Tags:
create new tag
view all tags

Question

I am using the latest SearchEnginePluceneAddOn on a TWiki-4.0.1 installation. The ExtraBackendParsers.zip is installed as well. I can index and search for .pdf, .ppt, .htm, .html, .txt, .doc, .xls files. Thanks for updating the add-on for TWiki-4!

I run into some problems:

1. Directory named "doc"

TWiki 4 has a doc directory in the attachment directory of TWiki.JSCalendarContrib. When running plucene/bin/plucindex I get a No such file error.

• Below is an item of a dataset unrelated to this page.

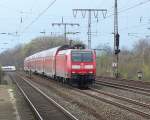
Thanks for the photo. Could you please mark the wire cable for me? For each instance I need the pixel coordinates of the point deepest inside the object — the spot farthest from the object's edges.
(40, 14)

Here is the output:

Plucene index files init
- to suppress all normal output: plucindex -q
Attachment extensions to be indexed: pdf, ppt, htm, html, txt, doc, xls
Variables to be indexed:
Indexing Doc topics
Indexing Main topics
Skipping Sandbox topics
Indexing TWiki topics
Skipping Trash topics
Indexing attachments ...

Current directory: /tmp

Current directory: /tmp

** (process:25170): WARNING **: No such file '/var/www/html/pub/TWiki/JSCalendarContrib/doc'

Current directory: /tmp
Some problem running latex.
Check for Errors in 71iWAfJMcS.log
Continuing...
Conversion into dvi failed
Error: Couldn't open file '/tmp/71iWAfJMcS'
Parsing of undecoded UTF-8 will give garbage when decoding entities at /usr/lib/perl5/vendor_perl/5.8.6/i386-linux-thread-multi/HTML/Parser.pm line 104.
Optimizing index ...
Indexing complete.

If I rename the doc directory to doc-x I no longer get the No such file error. That is an indication that the add-on is trying to process doc as a .doc. It looks like the add-on needs to be made aware of the dots.

End of output:

...
Skipping Trash topics
Indexing attachments ...

Current directory: /tmp

Current directory: /tmp
Parsing of undecoded UTF-8 will give garbage when decoding entities at /usr/lib/perl5/vendor_perl/5.8.6/i386-linux-thread-multi/HTML/Parser.pm line 104.
Optimizing index ...
Indexing complete.

2. Error message "Parsing of undecoded UTF-8"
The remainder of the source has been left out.